Should children's books have age classifications?

As a lover and reviewer of children’s fiction, specifically the Young Adult (or New Adult as it now likes to be called) genre, I have quite strong feelings about this topic. In short, the answer for me is NO!

When I read this question ‘Should children's books have age certifications or ratings?’ it makes me think of film classifications where no one under a particular age can see that particular film. The first thing that springs to mind is how on earth would most children be able to prove how old they are? Unless children have a passport, there is no way of being able to show this. Also, at what age do children stop being children? Are teenagers still classed as children and would books aimed at teenagers have classifications too.

Going back to films, many of these are now adapted from books. The Harry Potter series of films have different classifications as the series goes on. Would the same kind of thing happen for a series of books? Would it be ok for a 7 or 8 year old to read Harry Potter and the Philosopher's Stone only then to have to wait until they were 11 or 12 to finish the series? Film classifications are based on a particular set of rules but how would this be decided for books? Children’s books very rarely have any swearing in them, young adult books do introduce the themes of relationships and sex amongst other things but where would the line be drawn? The young adult genre especially covers quite a wide age range and I don’t think this could be divided up in a fair way if the books were to be given age classifications.

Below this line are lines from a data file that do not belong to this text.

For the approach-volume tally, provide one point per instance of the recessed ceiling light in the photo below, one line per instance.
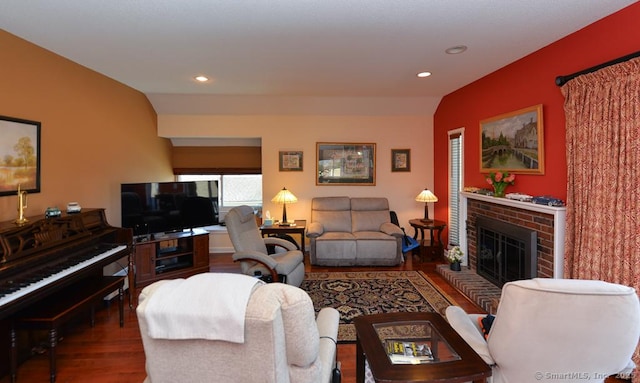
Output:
(456, 50)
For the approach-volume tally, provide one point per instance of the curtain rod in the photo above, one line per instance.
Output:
(561, 80)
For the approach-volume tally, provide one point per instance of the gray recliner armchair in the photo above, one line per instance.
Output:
(251, 249)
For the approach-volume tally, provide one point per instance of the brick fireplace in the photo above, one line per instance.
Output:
(547, 221)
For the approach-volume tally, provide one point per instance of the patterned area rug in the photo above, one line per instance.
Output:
(373, 292)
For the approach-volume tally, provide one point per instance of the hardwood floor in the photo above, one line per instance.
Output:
(107, 353)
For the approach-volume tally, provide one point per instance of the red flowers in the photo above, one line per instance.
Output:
(499, 180)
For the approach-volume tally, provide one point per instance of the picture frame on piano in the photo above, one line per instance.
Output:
(19, 156)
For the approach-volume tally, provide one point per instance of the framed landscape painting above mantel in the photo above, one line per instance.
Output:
(19, 156)
(513, 142)
(345, 164)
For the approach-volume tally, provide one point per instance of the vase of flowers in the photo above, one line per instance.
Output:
(500, 180)
(454, 256)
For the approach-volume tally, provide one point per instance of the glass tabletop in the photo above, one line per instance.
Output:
(414, 342)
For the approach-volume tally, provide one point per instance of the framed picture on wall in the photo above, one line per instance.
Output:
(513, 142)
(400, 160)
(290, 161)
(345, 164)
(19, 156)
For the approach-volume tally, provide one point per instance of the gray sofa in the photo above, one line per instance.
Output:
(353, 232)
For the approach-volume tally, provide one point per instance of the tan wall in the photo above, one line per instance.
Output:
(96, 132)
(284, 132)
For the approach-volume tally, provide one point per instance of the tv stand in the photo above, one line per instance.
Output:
(171, 255)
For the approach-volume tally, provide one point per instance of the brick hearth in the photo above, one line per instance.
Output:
(484, 293)
(547, 221)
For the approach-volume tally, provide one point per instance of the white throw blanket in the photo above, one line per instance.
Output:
(205, 306)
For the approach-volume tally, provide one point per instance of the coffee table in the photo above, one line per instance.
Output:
(454, 360)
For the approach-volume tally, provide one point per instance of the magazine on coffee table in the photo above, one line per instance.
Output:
(402, 351)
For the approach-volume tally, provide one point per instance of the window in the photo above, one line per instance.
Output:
(455, 183)
(235, 189)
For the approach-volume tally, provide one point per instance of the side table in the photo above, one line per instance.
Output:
(298, 227)
(436, 247)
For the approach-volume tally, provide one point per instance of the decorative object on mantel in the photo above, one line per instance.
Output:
(548, 200)
(284, 197)
(426, 196)
(519, 197)
(454, 256)
(500, 180)
(22, 205)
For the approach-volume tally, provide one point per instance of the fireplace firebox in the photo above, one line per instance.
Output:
(505, 252)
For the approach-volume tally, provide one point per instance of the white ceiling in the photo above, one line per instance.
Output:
(294, 49)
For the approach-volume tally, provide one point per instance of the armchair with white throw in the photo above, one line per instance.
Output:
(561, 330)
(251, 249)
(217, 327)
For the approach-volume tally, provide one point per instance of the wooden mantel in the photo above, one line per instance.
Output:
(559, 219)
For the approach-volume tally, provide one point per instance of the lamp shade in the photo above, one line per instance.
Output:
(426, 196)
(284, 197)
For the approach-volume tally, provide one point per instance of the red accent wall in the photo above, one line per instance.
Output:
(523, 83)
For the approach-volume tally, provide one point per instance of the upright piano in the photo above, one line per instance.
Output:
(46, 255)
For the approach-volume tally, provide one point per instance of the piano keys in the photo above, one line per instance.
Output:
(46, 255)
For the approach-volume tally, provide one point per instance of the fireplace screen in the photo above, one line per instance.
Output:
(505, 252)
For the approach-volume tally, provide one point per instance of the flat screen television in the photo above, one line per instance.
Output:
(164, 207)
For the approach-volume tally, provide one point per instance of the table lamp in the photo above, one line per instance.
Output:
(284, 197)
(426, 196)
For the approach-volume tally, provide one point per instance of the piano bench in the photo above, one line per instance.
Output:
(59, 308)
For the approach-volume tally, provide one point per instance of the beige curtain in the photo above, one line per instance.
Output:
(603, 169)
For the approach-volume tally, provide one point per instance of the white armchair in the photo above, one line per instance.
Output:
(283, 340)
(556, 330)
(251, 249)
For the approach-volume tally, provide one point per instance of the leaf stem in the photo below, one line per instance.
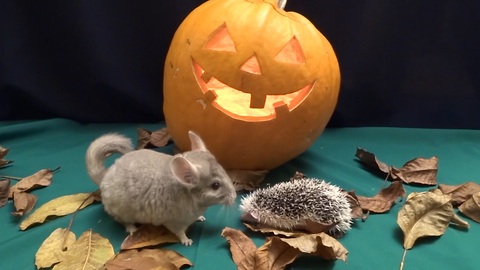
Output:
(16, 178)
(70, 224)
(402, 263)
(10, 177)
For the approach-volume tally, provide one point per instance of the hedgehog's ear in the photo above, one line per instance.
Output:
(196, 142)
(184, 171)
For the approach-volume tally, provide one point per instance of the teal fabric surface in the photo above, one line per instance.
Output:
(373, 244)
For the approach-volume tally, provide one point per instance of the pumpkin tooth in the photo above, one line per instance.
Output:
(281, 108)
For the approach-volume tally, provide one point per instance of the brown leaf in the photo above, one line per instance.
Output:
(280, 253)
(320, 244)
(41, 178)
(90, 251)
(424, 214)
(97, 195)
(60, 206)
(261, 228)
(418, 171)
(149, 139)
(357, 211)
(471, 207)
(53, 249)
(148, 235)
(23, 202)
(241, 247)
(298, 176)
(147, 259)
(371, 160)
(456, 220)
(383, 201)
(246, 179)
(315, 227)
(3, 153)
(4, 191)
(460, 193)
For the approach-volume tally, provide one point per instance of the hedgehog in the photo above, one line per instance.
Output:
(289, 205)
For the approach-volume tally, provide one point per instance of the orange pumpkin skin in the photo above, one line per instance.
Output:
(246, 30)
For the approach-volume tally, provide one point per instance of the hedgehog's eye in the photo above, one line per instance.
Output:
(215, 185)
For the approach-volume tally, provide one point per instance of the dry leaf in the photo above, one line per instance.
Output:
(58, 207)
(149, 139)
(97, 195)
(424, 214)
(418, 171)
(320, 244)
(148, 235)
(23, 202)
(383, 201)
(52, 249)
(147, 259)
(246, 179)
(460, 193)
(242, 248)
(261, 228)
(456, 220)
(3, 153)
(357, 211)
(471, 208)
(4, 191)
(276, 253)
(371, 160)
(298, 176)
(41, 178)
(279, 253)
(90, 251)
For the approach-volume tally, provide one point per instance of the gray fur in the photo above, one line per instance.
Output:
(149, 187)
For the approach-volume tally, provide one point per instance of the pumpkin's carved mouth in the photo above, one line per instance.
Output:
(238, 104)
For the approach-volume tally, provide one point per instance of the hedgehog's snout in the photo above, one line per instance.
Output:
(249, 218)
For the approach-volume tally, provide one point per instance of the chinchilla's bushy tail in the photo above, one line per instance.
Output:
(100, 149)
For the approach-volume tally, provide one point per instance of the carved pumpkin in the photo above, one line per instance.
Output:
(257, 83)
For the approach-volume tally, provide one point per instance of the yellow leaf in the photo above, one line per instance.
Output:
(471, 208)
(90, 252)
(147, 259)
(51, 251)
(57, 207)
(424, 214)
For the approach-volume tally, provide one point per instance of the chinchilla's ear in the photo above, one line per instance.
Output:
(196, 141)
(184, 171)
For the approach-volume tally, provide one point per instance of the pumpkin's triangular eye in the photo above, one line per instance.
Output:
(220, 40)
(291, 53)
(251, 66)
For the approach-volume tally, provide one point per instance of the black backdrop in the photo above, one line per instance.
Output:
(411, 63)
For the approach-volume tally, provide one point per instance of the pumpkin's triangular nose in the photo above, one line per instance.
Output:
(251, 66)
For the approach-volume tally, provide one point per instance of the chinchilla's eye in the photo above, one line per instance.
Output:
(215, 185)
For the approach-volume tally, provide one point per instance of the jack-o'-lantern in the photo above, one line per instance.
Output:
(257, 83)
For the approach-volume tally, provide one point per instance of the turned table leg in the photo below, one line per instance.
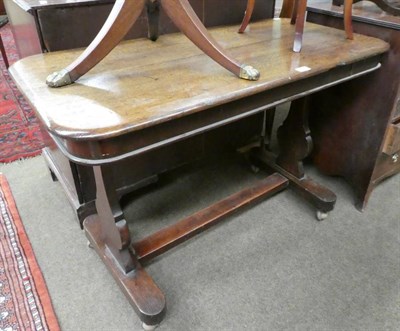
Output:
(109, 235)
(295, 144)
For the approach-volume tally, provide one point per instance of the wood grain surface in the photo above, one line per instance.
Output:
(143, 83)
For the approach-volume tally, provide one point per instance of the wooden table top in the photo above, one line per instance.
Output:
(143, 83)
(364, 11)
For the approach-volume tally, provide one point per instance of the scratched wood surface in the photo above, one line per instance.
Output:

I don’t have children myself so I am unable to comment on how I would react to this question if that was the case. However, when I was a child, I was always well above the average reading age and I always read things a couple of years higher up than what was recommended in school. I also think maturity is a big issue when it comes to book. All children mature (I know this makes them sound like cheese or wine!) differently so what they will want to read will alter from child to child. Twilight was regarded as a young adult book and I know my cousin read the first one when she was 12. She reads books aimed quite a few years above her age so if classifications were brought in, I feel as though she would suffer because of this.

Generally, I think that for younger children, their parents have a large say in what books they are buying as they will be the people they are shopping with. Because of this, parents will already be able to read the back of a book and determine whether or not they think it is suitable for their own child. Again, this all boils down to individuality. One child is completely different to the next so what might be appropriate for one person may not be for another. In the young adult genre, I have seen plenty of books with warnings on that they are not aimed at younger readers. I think this is plenty of warning enough to show what the book may contain without people being banned from buying certain books.

I feel that if classifications were to be put on children’s books, there might as well be a list of what is ok for each age to read. Although not done to the fullest extent, books would essentially be being banned for particular age ranges and I think that this would be an insane idea! I can’t imagine someone telling me I couldn’t buy a book just because I was, for example, one year too young. 

1 comment:

  1. Your comment about the Harry Potter series is a great point! My parents never censored what I read and I turned out just fine. I think the warnings they have on books are enough classification for books would be weird!